El sallayıp hızlı adımlarla taksiye ilerledim. Kendimi taksiye attığımda şöfore havaalanına gideceğimizi söyledim ve yolu izlemeye başladım. Sonra elimdeki ekmek aralarını hatırladım. Birini Lay'e uzatırken gözlerinin benim gibi nemli olduğunu gördüm.
"Ağlama sakın. Sen ağlarsan bende ağlarım şimdi. " dedim.
" Sen zaten ağlıyorsun. " dedi gözünden bir damla yaş düşerken. Ağladığımı fark etmemiştim. Gözlerimi silsem de yerine yenisi geliyordu gözyaşlarımın. Elimi yüzüme doğru sallayıp derin nefes aldım.
" Ay çok gena ağlayacağım şimdi. " dedim. Söylediklerim aksine zaten ağlıyordum. Havaalanına gidene kadar biraz ağladık biraz sakinleştik sonunda kendimizi toparlayıp yol bitince indik. Lay yüzündeki maskesini düzeltip valizleri alırken bende taksi ücretini ödedim.

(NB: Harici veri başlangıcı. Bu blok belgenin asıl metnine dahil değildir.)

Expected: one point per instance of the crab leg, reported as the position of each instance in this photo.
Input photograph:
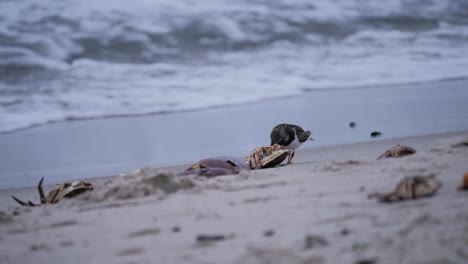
(22, 202)
(41, 191)
(290, 156)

İçeriye girerken içimden 'oh be hiç fan' diye geçiriyordum ki döner kapıdan girmemizle çığlıkları duymam bir oldu. İkimizde hızlıca diğerlerinin yanına giderken kulaklarım sağır olacak diye korkmuştum. Bazen ünlü olmanın ne kadar zor olduğunu düşünmüyor da değilim.
***
Omzuma dokunan eli hızlı reflekslerim sayesinde tuttum. Kimin eli olduğuna bakınca Baekhyun olduğunu gördüm.
"Ne oldu? " dedim arkamı dönerken. Hemen arkamda oturuyordu. Telefonunu bana doğru gösterdi. Anlamayarak Baekhyun'na döndüm.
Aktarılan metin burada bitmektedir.